The last question is from a member of the Border Angels, who tells the story of a woman named Maria, who on her border crossing through the desert died in the arms of Jesus, her son Jesus. By this time, John McCain has lost a politician's feel for the moment and the sure sense to leave this comment alone. Instead, once again, McCain says, "The United States of America has to have secure borders. But we can address this issue in a humane fashion. We will make it a top priority. But we [you and I] just have to have a respectful disagreement."

John McCain loves respectful disagreements, for they are signifiers of honor. However, in standing on his principles, he has squandered the La Raza vote. In reality, he's not nearly the equal of Barack Obama as a politician. The two men's immigration policies are similar, but Obama weaves the need for tighter border security into a larger narrative. At his speech the day before, Obama said, "While we work to strengthen our borders, we need a practical solution for the problem of 12 million people who are here without documentation -- many of whom have lived and worked here for years." Hispanic audiences never like it when Senator Obama talks about the same path to citizenship as McCain proposes. At La Raza Obama said, "Yes, they [illegals] broke the law. And we should not excuse that. We should require them to pay a fine, learn English, and go to the back of the line for citizenship -- behind those who came here legally."

Leaving the Obama event, a group of young men were talking about Obama's remarks. "How is somebody illegal going to find the money for a fine?" one of them said. They were skeptical of the plan. But likely these young men will vote for Obama. Not only is he the better politician, canny enough not to rub the least palatable aspect of a policy into the recipients' faces. (John McCain's insistence to Hispanic voters on the primacy of border security may indicate that he has a bit of a death wish.) But more importantly, Barack Obama has the instinct for salving intractable problems. At La Raza, as always on the campaign trail, he addressed his Hispanic audience as Americans first.
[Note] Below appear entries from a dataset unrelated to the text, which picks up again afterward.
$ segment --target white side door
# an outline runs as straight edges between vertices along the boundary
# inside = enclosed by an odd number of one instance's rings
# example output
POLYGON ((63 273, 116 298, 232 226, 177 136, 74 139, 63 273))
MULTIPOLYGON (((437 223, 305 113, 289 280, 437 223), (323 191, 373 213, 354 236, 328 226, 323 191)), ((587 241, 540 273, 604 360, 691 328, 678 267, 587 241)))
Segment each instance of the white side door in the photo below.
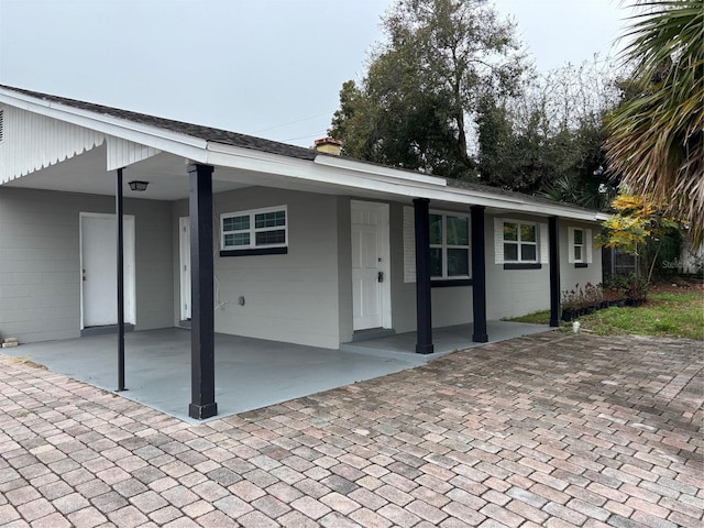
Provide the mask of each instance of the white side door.
MULTIPOLYGON (((134 217, 123 217, 124 321, 135 322, 134 217)), ((80 213, 81 329, 118 323, 114 215, 80 213)))
POLYGON ((391 328, 388 205, 352 201, 353 329, 391 328))
POLYGON ((180 263, 180 320, 190 319, 190 219, 178 219, 178 251, 180 263))

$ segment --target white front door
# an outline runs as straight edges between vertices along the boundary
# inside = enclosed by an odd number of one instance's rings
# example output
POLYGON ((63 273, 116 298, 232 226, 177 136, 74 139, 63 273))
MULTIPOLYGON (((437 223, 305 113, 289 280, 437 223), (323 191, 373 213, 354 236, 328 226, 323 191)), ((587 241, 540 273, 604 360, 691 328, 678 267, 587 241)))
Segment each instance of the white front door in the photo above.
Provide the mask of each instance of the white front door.
POLYGON ((178 219, 178 250, 180 261, 180 320, 190 319, 190 219, 178 219))
POLYGON ((388 205, 352 201, 353 329, 391 328, 388 205))
MULTIPOLYGON (((124 216, 124 321, 134 323, 134 217, 124 216)), ((114 215, 80 213, 81 328, 118 323, 114 215)))

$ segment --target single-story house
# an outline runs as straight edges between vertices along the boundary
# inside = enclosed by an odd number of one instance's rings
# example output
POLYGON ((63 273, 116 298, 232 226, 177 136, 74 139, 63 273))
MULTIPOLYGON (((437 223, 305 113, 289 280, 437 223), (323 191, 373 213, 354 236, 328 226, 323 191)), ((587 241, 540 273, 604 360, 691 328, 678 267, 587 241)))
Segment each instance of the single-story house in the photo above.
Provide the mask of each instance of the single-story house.
POLYGON ((430 353, 438 327, 483 342, 487 319, 548 308, 558 326, 560 285, 601 282, 604 218, 0 86, 0 334, 190 326, 193 417, 217 411, 213 332, 417 331, 430 353))

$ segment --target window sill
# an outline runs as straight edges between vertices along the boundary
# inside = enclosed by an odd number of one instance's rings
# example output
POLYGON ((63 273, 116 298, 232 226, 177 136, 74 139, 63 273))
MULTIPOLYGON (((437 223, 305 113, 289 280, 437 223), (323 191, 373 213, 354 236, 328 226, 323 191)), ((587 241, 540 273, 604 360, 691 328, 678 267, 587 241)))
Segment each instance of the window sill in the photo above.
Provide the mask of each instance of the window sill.
POLYGON ((432 288, 451 288, 453 286, 472 286, 471 278, 433 278, 430 280, 432 288))
POLYGON ((220 256, 285 255, 288 248, 251 248, 249 250, 220 250, 220 256))
POLYGON ((542 270, 542 264, 539 263, 504 263, 504 270, 542 270))

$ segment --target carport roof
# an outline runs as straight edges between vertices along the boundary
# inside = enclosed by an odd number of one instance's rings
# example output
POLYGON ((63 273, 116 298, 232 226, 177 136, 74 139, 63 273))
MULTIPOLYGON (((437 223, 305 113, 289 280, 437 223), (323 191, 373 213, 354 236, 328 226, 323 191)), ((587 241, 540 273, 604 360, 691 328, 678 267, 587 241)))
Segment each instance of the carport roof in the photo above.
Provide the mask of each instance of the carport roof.
POLYGON ((24 90, 21 88, 14 88, 12 86, 0 85, 0 88, 16 91, 18 94, 23 94, 25 96, 30 96, 47 102, 55 102, 67 107, 78 108, 80 110, 87 110, 97 114, 123 119, 125 121, 132 121, 134 123, 145 124, 147 127, 155 127, 157 129, 168 130, 170 132, 188 135, 191 138, 198 138, 200 140, 209 142, 212 141, 216 143, 222 143, 224 145, 252 148, 254 151, 268 152, 271 154, 279 154, 283 156, 308 161, 315 160, 316 155, 318 154, 312 148, 288 145, 286 143, 279 143, 277 141, 265 140, 263 138, 255 138, 252 135, 240 134, 221 129, 213 129, 211 127, 202 127, 200 124, 186 123, 184 121, 176 121, 173 119, 157 118, 154 116, 147 116, 145 113, 121 110, 119 108, 79 101, 77 99, 68 99, 66 97, 41 94, 38 91, 24 90))
MULTIPOLYGON (((58 110, 58 119, 76 113, 75 124, 97 127, 107 134, 125 134, 123 138, 161 151, 170 151, 197 163, 252 169, 252 163, 258 163, 256 170, 274 169, 283 177, 293 176, 297 182, 314 182, 339 186, 341 189, 359 189, 397 197, 426 197, 437 202, 458 205, 483 205, 501 210, 516 210, 538 215, 574 218, 587 221, 603 220, 608 215, 584 209, 571 204, 562 204, 520 193, 490 187, 483 184, 458 182, 426 175, 397 167, 320 153, 314 148, 279 143, 277 141, 240 134, 222 129, 186 123, 166 118, 122 110, 102 105, 52 96, 7 85, 0 85, 2 92, 9 96, 10 103, 34 105, 34 111, 41 111, 57 118, 52 111, 58 110), (19 96, 19 97, 18 97, 19 96), (36 107, 38 105, 38 107, 36 107), (42 108, 43 107, 43 108, 42 108), (38 109, 38 110, 37 110, 38 109), (67 109, 74 109, 73 111, 67 109), (157 138, 158 136, 158 138, 157 138), (239 151, 243 148, 244 151, 239 151), (260 154, 242 161, 241 154, 250 151, 260 154), (284 156, 296 163, 284 167, 273 156, 284 156), (254 160, 254 158, 257 160, 254 160), (234 160, 239 160, 233 162, 234 160), (309 170, 300 163, 312 162, 319 170, 309 170), (322 169, 322 170, 320 170, 322 169)), ((2 98, 0 98, 0 101, 2 98)), ((8 100, 8 99, 6 99, 8 100)), ((22 106, 22 105, 19 105, 22 106)), ((249 156, 248 156, 249 157, 249 156)), ((279 158, 280 160, 280 158, 279 158)))

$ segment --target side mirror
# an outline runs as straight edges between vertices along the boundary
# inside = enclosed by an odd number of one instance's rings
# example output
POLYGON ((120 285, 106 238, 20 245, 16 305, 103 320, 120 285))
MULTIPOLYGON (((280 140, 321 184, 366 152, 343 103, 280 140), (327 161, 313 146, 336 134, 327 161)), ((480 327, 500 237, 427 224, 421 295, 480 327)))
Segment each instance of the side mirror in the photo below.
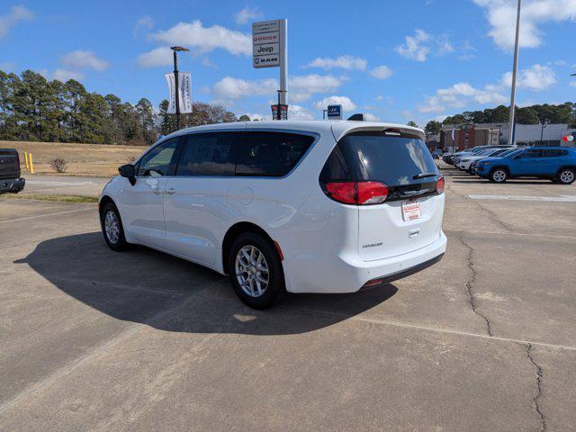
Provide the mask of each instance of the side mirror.
POLYGON ((136 184, 136 169, 132 164, 122 165, 118 168, 118 172, 122 177, 126 177, 132 186, 136 184))

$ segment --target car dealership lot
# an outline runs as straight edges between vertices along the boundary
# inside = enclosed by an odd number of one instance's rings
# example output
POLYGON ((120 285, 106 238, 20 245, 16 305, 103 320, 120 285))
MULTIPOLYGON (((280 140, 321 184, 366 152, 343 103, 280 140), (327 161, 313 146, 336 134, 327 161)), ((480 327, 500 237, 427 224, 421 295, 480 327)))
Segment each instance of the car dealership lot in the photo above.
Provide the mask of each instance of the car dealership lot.
POLYGON ((574 430, 576 186, 445 174, 439 264, 265 311, 0 198, 0 430, 574 430))

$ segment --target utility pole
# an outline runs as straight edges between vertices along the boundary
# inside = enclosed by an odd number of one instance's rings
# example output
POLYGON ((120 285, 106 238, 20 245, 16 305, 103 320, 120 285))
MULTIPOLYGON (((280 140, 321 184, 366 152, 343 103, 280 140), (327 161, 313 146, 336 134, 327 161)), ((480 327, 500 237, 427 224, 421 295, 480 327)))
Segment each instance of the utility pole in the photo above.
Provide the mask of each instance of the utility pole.
POLYGON ((512 94, 510 94, 510 132, 508 136, 508 143, 509 146, 514 145, 515 141, 515 112, 516 112, 516 75, 518 69, 518 42, 520 38, 520 10, 522 8, 522 0, 518 0, 518 11, 516 17, 516 44, 514 46, 514 66, 512 68, 512 94))
POLYGON ((180 92, 178 91, 178 51, 189 51, 190 50, 184 47, 170 47, 174 51, 174 86, 176 87, 176 130, 180 130, 180 92))

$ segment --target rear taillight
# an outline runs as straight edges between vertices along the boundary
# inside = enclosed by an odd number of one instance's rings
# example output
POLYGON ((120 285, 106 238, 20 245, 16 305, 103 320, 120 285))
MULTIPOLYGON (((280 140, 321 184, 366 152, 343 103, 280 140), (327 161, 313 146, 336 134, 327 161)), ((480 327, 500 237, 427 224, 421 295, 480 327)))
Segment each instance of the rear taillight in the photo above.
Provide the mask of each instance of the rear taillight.
POLYGON ((438 178, 438 181, 436 183, 436 192, 440 194, 444 194, 444 176, 441 176, 438 178))
POLYGON ((388 186, 380 182, 329 182, 327 194, 344 204, 381 204, 388 198, 388 186))

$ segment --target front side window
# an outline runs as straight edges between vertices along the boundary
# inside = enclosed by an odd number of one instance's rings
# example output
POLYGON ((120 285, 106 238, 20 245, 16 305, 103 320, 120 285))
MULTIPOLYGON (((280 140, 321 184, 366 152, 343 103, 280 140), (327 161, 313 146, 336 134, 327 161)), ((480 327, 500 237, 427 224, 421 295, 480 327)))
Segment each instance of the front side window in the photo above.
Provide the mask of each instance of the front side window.
POLYGON ((137 176, 160 177, 170 176, 175 163, 178 139, 175 138, 158 144, 140 159, 137 176))
POLYGON ((552 148, 550 150, 543 150, 544 158, 560 158, 566 154, 565 150, 561 150, 559 148, 552 148))
POLYGON ((287 132, 248 131, 238 152, 237 176, 287 175, 314 142, 314 137, 287 132))
POLYGON ((542 150, 531 148, 529 150, 526 150, 524 153, 521 153, 519 156, 522 158, 542 158, 542 150))
POLYGON ((176 176, 234 176, 234 152, 241 138, 241 132, 188 135, 176 176))

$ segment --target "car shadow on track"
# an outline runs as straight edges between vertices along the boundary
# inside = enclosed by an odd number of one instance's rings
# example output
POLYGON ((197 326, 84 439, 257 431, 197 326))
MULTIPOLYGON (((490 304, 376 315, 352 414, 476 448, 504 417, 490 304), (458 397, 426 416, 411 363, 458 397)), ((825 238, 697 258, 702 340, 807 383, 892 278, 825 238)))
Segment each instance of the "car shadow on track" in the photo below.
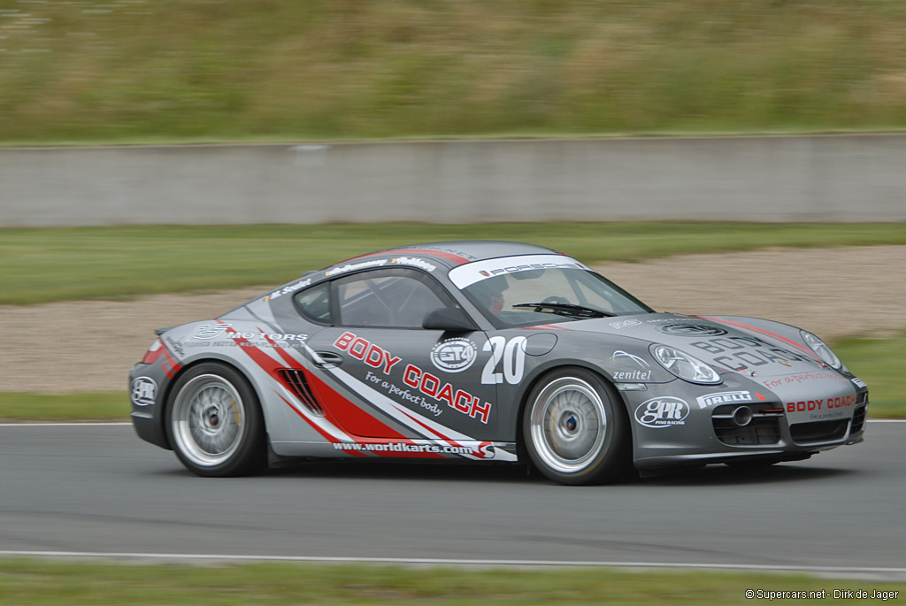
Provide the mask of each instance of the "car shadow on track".
MULTIPOLYGON (((295 478, 344 478, 444 482, 493 482, 554 485, 537 472, 521 465, 461 465, 452 463, 412 464, 401 461, 310 461, 269 469, 269 476, 295 478)), ((807 482, 843 478, 858 472, 852 469, 814 467, 802 464, 778 464, 766 467, 740 468, 723 465, 653 472, 641 479, 613 486, 733 486, 807 482)))
POLYGON ((666 486, 709 486, 746 484, 777 484, 782 482, 807 482, 843 478, 859 472, 854 469, 836 467, 814 467, 802 464, 778 464, 764 467, 728 467, 709 465, 691 469, 673 469, 653 472, 641 484, 666 486))
POLYGON ((539 477, 535 475, 529 476, 526 468, 520 465, 412 464, 402 461, 304 461, 291 467, 268 469, 265 473, 298 478, 494 483, 522 483, 539 477))

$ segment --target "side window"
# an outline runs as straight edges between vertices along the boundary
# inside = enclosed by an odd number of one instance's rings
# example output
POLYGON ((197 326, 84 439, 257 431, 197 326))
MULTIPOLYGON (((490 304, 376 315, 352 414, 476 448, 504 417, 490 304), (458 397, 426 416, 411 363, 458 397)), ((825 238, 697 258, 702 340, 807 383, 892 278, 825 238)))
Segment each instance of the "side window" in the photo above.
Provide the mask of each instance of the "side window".
POLYGON ((416 270, 365 272, 337 280, 339 323, 344 326, 421 328, 425 314, 453 301, 416 270))
POLYGON ((295 296, 295 303, 306 319, 322 324, 333 323, 329 282, 299 293, 295 296))

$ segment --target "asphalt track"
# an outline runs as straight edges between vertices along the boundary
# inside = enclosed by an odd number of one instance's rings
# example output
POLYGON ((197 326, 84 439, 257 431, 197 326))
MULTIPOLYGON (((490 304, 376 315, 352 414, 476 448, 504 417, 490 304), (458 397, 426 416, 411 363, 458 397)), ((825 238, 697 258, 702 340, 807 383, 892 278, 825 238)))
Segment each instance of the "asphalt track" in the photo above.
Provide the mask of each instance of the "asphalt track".
POLYGON ((757 472, 567 487, 517 467, 200 478, 128 426, 0 427, 0 555, 258 555, 906 572, 906 423, 757 472))

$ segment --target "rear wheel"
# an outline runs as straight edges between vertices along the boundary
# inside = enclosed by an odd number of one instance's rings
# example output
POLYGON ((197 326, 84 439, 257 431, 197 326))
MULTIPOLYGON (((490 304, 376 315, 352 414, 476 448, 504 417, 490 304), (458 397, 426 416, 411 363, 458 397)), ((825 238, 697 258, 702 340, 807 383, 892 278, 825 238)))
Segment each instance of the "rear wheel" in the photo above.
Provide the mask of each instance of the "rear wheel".
POLYGON ((562 484, 612 482, 631 471, 631 440, 618 396, 582 369, 551 373, 532 390, 523 414, 528 455, 562 484))
POLYGON ((176 456, 199 476, 243 476, 266 460, 258 399, 235 369, 205 362, 170 391, 167 436, 176 456))

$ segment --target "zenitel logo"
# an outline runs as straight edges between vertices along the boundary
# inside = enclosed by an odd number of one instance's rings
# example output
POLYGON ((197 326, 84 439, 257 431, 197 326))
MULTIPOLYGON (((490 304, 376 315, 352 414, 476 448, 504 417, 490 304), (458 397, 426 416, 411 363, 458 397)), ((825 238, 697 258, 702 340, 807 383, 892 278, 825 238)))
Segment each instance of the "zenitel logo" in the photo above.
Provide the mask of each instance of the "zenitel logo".
POLYGON ((448 339, 431 349, 431 363, 440 370, 462 372, 477 358, 478 347, 467 339, 448 339))

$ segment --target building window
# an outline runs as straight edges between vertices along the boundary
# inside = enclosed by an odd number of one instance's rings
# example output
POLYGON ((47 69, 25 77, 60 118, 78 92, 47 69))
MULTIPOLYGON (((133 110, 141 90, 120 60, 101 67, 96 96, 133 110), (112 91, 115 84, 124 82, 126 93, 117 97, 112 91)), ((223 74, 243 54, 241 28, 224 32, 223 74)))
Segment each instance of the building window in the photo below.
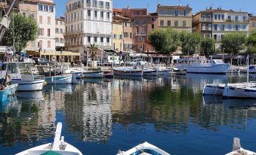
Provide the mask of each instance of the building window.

Not only is this how Hispanics see themselves -- and this is a group of constituencies who never pride themselves on having Canadian or EU passports as well as American ones. But also this is the way to take an exacerbating issue to the public square where people can meet and, according to Obama, work together. "We walked together on the streets," he says to La Raza. "And when I'm President, I'll be asking many of you to serve at every level of government." Together, he says, we will meet the challenges we face. By calling people to the higher ground of togetherness, which is a flattering appeal to people's better selves, Obama defuses incendiary issues like immigration. This is why he will, in the end, have Hispanic American votes.